# BLS Signature Aggregate and Rogue-Key Attacks
## BLS Signature
There are $P_0$, $P_1$, $P_2$, $P_3$ four parties.
$P_0$: secret key $sk_0$, message $m_0$, public key $P_0 = sk_0 \cdot G$, signature $S_0 = H(m_0) \cdot sk_0$
$P_1$: secret key $sk_1$, message $m_1$, public key $P_1 = sk_1 \cdot G$, signature $S_1 = H(m_1) \cdot sk_1$
$P_2$: secret key $sk_2$, message $m_2$, public key $P_2 = sk_2 \cdot G$, signature $S_2 = H(m_2) \cdot sk_2$
$P_3$: secret key $sk_3$, message $m_3$, public key $P_3 = sk_3 \cdot G$, signature $S_3 = H(m_3) \cdot sk_3$
one by one:
$e(G, S_0) = e(P_0, H(m_0))$ and so on.
$H$, hash to curve, result is a point.
$S = S_0 + S_1 + S_2 + S_3$
$\begin{align*} e(G,S) & = e(G, S_0 + S_1 + S_2 + S_3) \\ &= e(G, S_0)\cdot e(G, S_1)\cdot e(G, S_2)\cdot e(G, S_3) \\ &=e(G, sk_0 \cdot H(m_0))\cdot e(G, sk_1 \cdot H(m_1)) \cdot e(G, sk_2 \cdot H(m_2)) \cdot e(G, sk_3 \cdot H(m_3)) \\ &= e(sk_0\cdot G, H(m_0)) \cdot e(sk_1\cdot G, H(m_1)) \cdot e(sk_2\cdot G, H(m_2)) \cdot e(sk_3\cdot G, H(m_3)) \\ &= e(P_0, H(m_0))\cdot e(P_1, H(m_1)) \cdot e(P_2, H(m_2)) \cdot e(P_3, H(m_3)) \end{align*}$
Use aggregated signature, we can compute $n-1$ less expensive pairings. ($2n$ vs $n+1$)
## Rogue-Key Attacks
if $m_0 = m_1 = m_2 = m_3 = m$, for example, in consensus, different nodes sign the same block.

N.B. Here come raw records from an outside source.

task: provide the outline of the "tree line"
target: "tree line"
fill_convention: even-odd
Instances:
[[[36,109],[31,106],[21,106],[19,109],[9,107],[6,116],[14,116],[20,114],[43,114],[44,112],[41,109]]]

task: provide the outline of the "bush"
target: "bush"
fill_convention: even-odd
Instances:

There are 5 parties: 4 validators and 1 leader.
### Normal Process
- The leader broadcasts block($m$) to all the validators
- The validators send back signatures $S_0, \dots, S_3$.
- The leader broadcasts the aggregated signature $S=S_0+S_1+ S_2 +S_3$
- The validators validate $e(G, S) = e(P, H(m))$ with $P=P_0 + P_1+P_2 + P_3$, as $e(G, S) = e(P_0, H(m))\cdot e(P_1, H(m))\cdot e(P_2, H(m)) \cdot e(P_3, H(m)) = e(P_0+P_1+P_2+P_3, H(m))$.
### As a malicious leader
The malicious leader want to change the block, such as he want to double-spend.
- The leader new a secret key $sk^\prime$, with public key $P^\prime = sk^\prime \cdot G$
- The leader sign the new block($m^\prime$): $S^\prime = sk^\prime \cdot H(m^\prime)$
- The leader public new public key $P_4 = P^\prime - (P_0 + P_1 + P_2 + P_3) = P^\prime -P_\text{origin}$
- The leader public new signature $S_4 = S^\prime - (S_0+ S_1+S_2+S_3) = S^\prime - S_\text{origin}$
- Other validators aggregate: $S_\text{new} = S_0 + \cdots + S_4 = S^\prime$, $P_\text{new} = P_0 + \cdots + P_4 = P^\prime$, $e(G, S_\text{new}) = e(G, S^\prime) = e(P^\prime, H(m^\prime)) = e(P_\text{new}, H(m^\prime))$, So validators think the new block($m^\prime)$ is legal.